Maquillage et gammes de dernière minute

Dans cette poudrière il est important de se concentrer sur soi et son objectif. Pour cela chacun à ses petites astuces. En ce qui me concerne, j’ai connu des chambres d’appels à l’allure de salon esthétique. Les athlètes prenaient le temps de se repoudrer le nez ou de se mettre un peu de gloss sur les lèvres. Avec du recul, c’est assez amusant de voir que dans un espace restreint où tout(es) les concurrent(e)s sont face à face pendant de longues minutes, chacun(e) réagit différemment. Certaines filles restent assises sans bouger, le regard fixé au sol. Au contraire, d’autres fixent leurs adversaires du regard et jouent sur l’intimidation. Etre athlète, c’est finalement avant tout bien savoir jouer la comédie.

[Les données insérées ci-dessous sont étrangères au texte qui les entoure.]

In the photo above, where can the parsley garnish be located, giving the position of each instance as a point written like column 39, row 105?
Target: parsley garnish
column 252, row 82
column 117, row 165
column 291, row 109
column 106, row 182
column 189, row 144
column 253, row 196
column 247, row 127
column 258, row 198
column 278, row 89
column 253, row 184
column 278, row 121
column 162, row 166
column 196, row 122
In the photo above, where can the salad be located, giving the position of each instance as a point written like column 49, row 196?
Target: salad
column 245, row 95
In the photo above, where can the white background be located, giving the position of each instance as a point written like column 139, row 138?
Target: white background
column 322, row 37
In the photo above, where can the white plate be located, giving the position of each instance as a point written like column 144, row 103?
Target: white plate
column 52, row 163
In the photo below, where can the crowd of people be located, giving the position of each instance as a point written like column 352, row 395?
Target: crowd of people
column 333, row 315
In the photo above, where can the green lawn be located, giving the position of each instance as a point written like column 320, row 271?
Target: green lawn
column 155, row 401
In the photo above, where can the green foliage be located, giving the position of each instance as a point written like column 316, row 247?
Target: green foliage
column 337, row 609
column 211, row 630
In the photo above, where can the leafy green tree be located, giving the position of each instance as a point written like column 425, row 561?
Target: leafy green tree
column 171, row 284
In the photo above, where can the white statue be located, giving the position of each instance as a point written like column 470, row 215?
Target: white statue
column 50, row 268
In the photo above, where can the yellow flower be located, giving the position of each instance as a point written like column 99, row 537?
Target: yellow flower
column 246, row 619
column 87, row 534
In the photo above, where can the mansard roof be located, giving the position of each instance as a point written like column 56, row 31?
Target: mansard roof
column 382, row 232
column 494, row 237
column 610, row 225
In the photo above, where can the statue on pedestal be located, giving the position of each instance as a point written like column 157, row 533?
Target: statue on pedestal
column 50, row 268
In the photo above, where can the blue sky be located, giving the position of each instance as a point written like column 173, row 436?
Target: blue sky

J’ai appris avec les années à ne pas m’occuper de mes concurrentes et à me concentrer sur moi. Avant, si une fille se levait pour faire quelques gammes ou des lignes, je m’alignais derrière pour faire la même chose. Terrible erreur ! « Copier » son adversaire laisse paraître une certaine appréhension, faiblesse. Si mon échauffement est terminé je ne refais pas des lignes supplémentaires au risque de m’épuiser pour la course. J’attends bien sagement sur ma chaise, je souffle plusieurs fois, je fais le vide dans ma tête pour me concentrer sur l’effort à fournir dans les minutes à venir.

Le coureur est confronté à lui-même et aux autres, l’anxiété se lit sur les visages, même ceux des favoris. Rares sont ceux qui discutent ou rigolent (sauf peut-être Usain Bolt le roi du sprint). La concentration et l’adrénaline sont « au summum ».

Ce moment est incontournable, une course peut se gagner ou se perdre avant même d’avoir commencé. A chacun d’entre nous d’être confiant et de profiter de ce dernier moment de calme avant l’entrée sur la piste et la clameur du public pour faire le vide et penser positivement. Objectif : donner le meilleur de soi.